Fix 2: multi-server-UUID GTID sets parsed into NaN LSNs (#705)

ReplicatedGTID.comparable assumed a single uuid:ranges value, but SHOW MASTER STATUS returns multi-UUID gtid_executed sets joined with ,\n on servers with failover or restore history. The second UUID was mis-parsed into a NaN transaction id, producing LSNs like 0000000000000NaN|.... On low-transaction-count servers this permanently blocked all checkpoints and was not recoverable by a restart.

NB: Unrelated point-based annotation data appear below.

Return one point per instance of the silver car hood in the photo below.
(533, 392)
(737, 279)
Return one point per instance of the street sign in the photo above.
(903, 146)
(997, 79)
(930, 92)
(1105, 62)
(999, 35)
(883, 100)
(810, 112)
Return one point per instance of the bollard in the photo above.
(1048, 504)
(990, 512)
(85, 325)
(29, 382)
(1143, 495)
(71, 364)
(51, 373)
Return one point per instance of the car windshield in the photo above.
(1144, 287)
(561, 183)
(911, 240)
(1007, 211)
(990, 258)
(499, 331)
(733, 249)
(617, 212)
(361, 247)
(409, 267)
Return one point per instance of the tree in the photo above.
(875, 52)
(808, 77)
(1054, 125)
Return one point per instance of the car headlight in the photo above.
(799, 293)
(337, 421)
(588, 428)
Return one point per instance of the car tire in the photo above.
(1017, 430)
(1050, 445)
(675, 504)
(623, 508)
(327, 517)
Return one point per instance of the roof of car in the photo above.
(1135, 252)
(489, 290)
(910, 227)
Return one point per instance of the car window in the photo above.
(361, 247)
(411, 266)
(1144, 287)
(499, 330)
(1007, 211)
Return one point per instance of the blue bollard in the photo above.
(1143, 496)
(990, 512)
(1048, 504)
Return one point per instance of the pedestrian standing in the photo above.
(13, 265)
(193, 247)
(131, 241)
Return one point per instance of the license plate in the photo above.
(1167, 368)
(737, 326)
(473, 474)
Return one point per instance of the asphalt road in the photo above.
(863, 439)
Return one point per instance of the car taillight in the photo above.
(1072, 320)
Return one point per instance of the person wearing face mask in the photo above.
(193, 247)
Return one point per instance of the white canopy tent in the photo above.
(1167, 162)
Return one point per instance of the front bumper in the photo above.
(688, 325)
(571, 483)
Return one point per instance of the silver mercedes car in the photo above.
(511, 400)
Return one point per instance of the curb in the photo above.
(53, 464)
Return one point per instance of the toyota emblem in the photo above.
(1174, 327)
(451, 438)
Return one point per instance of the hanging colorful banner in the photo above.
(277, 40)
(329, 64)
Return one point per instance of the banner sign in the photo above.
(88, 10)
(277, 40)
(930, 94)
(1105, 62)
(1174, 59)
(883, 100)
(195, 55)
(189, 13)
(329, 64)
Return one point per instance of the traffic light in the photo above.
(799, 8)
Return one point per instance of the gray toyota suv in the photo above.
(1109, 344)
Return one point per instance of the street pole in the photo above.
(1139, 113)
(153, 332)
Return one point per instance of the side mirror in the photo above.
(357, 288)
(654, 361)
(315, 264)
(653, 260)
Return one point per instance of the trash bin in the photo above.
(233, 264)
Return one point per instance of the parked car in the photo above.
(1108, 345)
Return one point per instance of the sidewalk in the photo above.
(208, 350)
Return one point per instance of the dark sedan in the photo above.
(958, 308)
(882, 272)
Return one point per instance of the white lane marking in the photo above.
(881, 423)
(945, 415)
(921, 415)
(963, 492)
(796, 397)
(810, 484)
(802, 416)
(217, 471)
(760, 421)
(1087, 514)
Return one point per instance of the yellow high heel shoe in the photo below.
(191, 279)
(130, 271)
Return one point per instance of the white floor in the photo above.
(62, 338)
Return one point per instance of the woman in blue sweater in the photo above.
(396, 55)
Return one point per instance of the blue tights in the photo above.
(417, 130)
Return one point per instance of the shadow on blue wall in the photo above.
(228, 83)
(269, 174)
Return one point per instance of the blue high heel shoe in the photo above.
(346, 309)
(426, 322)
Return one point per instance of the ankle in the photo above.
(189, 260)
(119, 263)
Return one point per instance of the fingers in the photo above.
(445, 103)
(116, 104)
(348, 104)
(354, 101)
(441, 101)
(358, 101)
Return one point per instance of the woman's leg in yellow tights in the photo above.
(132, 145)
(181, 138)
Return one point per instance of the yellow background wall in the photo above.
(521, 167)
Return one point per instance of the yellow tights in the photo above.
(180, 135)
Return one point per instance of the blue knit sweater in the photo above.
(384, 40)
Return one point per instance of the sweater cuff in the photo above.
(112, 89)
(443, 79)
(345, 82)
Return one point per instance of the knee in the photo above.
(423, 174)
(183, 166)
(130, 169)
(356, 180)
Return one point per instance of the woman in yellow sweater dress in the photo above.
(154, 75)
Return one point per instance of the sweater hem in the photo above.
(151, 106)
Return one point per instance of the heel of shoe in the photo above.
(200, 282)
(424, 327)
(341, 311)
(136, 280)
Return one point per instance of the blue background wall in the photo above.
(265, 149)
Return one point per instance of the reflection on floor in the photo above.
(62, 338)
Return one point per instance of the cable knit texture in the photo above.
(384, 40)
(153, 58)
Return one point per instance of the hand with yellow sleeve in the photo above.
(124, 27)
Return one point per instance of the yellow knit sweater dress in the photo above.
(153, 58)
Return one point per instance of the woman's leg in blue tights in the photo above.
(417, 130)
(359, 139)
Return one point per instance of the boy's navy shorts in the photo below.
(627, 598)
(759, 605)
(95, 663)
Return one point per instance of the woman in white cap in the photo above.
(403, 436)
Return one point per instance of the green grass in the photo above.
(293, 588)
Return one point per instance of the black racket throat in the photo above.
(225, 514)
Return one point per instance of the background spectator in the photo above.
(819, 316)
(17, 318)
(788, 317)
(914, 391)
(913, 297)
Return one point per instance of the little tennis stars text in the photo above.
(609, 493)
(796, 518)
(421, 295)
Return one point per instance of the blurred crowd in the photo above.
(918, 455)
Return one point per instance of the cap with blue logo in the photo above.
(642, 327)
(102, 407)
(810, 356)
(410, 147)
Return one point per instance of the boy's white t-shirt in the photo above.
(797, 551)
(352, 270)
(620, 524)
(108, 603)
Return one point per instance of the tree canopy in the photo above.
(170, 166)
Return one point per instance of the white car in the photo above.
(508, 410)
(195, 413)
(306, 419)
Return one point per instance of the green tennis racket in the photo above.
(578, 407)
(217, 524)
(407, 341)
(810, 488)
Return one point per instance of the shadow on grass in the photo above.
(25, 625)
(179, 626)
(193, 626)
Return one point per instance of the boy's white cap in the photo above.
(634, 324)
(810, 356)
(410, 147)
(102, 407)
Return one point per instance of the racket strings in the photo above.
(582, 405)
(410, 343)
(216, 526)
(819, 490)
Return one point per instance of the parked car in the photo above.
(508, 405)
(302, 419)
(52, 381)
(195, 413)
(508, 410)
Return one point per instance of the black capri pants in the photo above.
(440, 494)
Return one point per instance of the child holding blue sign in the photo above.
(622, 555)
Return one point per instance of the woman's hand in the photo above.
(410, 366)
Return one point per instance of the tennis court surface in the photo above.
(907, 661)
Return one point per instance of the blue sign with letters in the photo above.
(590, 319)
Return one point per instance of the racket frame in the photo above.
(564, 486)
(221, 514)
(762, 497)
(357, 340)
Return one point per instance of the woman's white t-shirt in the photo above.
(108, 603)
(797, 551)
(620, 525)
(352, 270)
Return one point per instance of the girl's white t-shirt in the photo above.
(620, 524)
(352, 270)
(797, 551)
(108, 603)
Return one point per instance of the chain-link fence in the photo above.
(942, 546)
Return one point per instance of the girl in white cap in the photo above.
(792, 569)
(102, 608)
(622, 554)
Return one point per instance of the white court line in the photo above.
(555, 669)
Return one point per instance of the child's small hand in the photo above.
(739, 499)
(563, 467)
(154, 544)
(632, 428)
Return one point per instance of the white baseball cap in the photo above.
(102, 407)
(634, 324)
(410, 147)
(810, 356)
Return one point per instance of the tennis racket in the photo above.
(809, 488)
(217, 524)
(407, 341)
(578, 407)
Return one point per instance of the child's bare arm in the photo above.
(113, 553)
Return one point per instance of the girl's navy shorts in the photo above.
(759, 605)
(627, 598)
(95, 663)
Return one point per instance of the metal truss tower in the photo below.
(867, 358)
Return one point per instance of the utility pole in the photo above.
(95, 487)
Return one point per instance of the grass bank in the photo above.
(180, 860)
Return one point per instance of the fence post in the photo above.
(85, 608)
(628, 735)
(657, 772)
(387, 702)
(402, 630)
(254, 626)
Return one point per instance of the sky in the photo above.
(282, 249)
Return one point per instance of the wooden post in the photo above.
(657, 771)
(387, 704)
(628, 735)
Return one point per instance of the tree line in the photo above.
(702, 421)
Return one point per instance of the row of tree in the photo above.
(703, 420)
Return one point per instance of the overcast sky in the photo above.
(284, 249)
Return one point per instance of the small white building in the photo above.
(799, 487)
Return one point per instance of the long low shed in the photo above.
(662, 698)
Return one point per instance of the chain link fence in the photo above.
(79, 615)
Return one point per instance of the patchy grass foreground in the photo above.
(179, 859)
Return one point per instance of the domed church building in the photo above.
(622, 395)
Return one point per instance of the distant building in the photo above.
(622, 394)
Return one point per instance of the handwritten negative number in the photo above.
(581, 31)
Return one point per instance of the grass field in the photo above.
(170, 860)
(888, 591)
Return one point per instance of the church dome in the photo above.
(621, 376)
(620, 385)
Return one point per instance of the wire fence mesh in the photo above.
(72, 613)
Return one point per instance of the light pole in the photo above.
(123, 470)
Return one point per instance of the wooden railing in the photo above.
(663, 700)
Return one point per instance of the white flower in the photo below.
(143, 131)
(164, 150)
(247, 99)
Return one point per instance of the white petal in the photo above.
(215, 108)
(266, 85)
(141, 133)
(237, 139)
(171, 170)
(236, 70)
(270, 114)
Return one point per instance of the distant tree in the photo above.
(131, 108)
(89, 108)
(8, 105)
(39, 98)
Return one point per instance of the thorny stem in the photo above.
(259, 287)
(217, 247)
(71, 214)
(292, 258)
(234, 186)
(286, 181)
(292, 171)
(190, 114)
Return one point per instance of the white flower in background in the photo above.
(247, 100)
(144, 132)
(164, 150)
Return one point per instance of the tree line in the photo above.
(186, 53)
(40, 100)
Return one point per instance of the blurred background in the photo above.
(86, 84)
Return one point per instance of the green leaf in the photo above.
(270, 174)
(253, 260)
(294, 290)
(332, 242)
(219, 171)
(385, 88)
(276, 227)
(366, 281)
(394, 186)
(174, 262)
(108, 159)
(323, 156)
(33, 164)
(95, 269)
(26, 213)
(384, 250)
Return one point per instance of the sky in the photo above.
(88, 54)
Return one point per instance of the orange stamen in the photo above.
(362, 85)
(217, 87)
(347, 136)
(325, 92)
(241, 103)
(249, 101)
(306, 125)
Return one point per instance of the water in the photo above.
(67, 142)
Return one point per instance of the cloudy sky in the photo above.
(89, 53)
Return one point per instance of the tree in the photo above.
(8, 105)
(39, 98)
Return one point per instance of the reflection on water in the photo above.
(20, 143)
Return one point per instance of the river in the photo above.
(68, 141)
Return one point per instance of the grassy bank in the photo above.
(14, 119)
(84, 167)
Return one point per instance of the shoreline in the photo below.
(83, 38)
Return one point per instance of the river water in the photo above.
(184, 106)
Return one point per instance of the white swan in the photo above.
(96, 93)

  • comparable now parses full GTID sets: multiple UUIDs, whitespace and newline tolerant, multiple intervals per UUID, taking the maximum transaction id across the set, never producing NaN
  • Output format is byte-identical for previously-correct inputs, since persisted LSN strings in bucket storage must keep comparing correctly across the upgrade
  • Also fixes two adjacent parsing defects: multi-interval sets (uuid:1-5:11-18 previously parsed as 5 instead of 18) and MySQL 8.4 tagged GTIDs (previously NaN)
  • deserialize now validates the binlog offset and throws loudly instead of silently producing a NaN position

Tests

  • New ReplicatedGTID.test.ts unit suite (13 tests, no database needed): multi-UUID sets in the exact customer shape, multi-interval sets, ZERO format stability, defensive handling of unparseable segments, serialization round-trips, and ordering pins that document how corrected LSNs compare against legacy NaN-poisoned values
  • New BinLogListener integration test asserting the keepalive LSN after a commit equals the commit LSN; verified to fail on main before the fix
  • Full module suite passes: 127/127 against MySQL 8.0 with both MongoDB and Postgres storage

Notes for reviewers

  • Intentionally out of scope, tracked for follow-up: COMMIT/ROLLBACK query events never reset isTransactionOpen (suppresses keepalives after writes to non-transactional engines), and the binlog offset in the comparable format is not zero-padded (cannot change without breaking comparisons against persisted LSNs)
  • Instances already carrying a poisoned NaN checkpoint LSN self-heal once their transaction id reaches 1000; below that a resync is required, which no forward fix can avoid

🤖 AI disclosure: this pull request was generated by Claude (via Claude Code). The investigation, reproduction, fix, and tests were produced by Claude working from the customer's logs, directed and reviewed by @michaelbarnes.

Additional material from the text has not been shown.